The study – led by Charles Gomer, PhD, of the Children's Center for Cancer and Blood Diseases at CHLA and Jonathan Kim, MD, director of the retinoblastoma program at The Vision Center at CHLA – demonstrates for the first time that the combination of a survivin inhibitor called YM155 and chemotherapy provides a therapeutic advantage for retinoblastoma cells and tumors. The results were recently published online in PLOS One.
While treatments for retinoblastoma vary depending on size and location of the lesions, most therapy includes chemotherapy agents such as carboplatin and topotecan. The CHLA researchers examined whether such agents induced a pro-survival phenotype associated with increased expression of survivin in retinoblastoma cells and retinoblastoma tumors growing in mouse models.
They found that exposure to chemotherapy resulted in elevated levels of survivin in two human retinoblastoma cell lines, but not in normal ocular retinal pigmented epithelial (RPE) cells. They also documented that cellular levels of survivin were significantly decreased in retinoblastoma cells, but not in RPE cells, when exposed to YM155. The combination of YM155 and chemotherapy agents was also most effective in enhancing retinoblastoma cell death when compared to either alone.
The investigators next evaluated the combined modality approach using retinoblastoma tumors growing in mouse eyes. Their study demonstrated the same positive results using YM155 combined with carboplatin, increasing long term retinoblastoma tumor responsiveness when compared to single agents.

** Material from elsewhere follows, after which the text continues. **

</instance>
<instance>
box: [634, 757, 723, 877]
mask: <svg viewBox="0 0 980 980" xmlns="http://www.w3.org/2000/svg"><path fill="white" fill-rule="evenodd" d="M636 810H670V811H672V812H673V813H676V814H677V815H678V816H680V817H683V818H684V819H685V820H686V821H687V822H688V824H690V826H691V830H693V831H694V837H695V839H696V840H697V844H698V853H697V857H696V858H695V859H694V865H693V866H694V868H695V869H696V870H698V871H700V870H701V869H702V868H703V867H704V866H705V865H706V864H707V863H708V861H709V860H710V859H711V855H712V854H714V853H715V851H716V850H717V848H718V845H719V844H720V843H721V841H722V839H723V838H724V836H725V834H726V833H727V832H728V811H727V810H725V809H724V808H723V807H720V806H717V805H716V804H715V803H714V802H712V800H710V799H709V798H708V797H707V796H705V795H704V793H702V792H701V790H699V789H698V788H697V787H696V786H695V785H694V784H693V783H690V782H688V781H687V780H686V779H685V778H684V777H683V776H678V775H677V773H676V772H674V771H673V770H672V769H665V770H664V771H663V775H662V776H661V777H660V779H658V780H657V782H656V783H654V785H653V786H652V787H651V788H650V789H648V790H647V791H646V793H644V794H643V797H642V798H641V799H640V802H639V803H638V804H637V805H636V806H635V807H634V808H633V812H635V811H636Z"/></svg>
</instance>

“Our study shows proof of concept, that we can enhance chemotherapeutic approaches to retinoblastoma while using the same dosage,” said Gomer, who is also a professor in the Departments of Pediatrics and Radiation Oncology at Keck School of Medicine of the University of Southern California. “We’re hopeful that following additional preclinical studies that this combination therapy will offer better outcomes to children with retinoblastoma and perhaps the possibility of reduced chemotherapy, reducing long-term adverse effects.”
Jonathan Kim is also an associate professor in the Department of Ophthalmology and the Roski Eye Institute at USC. Additional contributors include co-first authors Angela Ferrario and Marian Luna; Natalie Rucker, Sam Wong and Ariel Lederman of The Saban Research Institute of Children’s Hospital Los Angeles. The study was supported in part by National Institutes of Health grant UL1TR000130, a grant from ThinkCure and by the Las Madrinas Endowment for Experimental Therapeutics in Ophthalmology.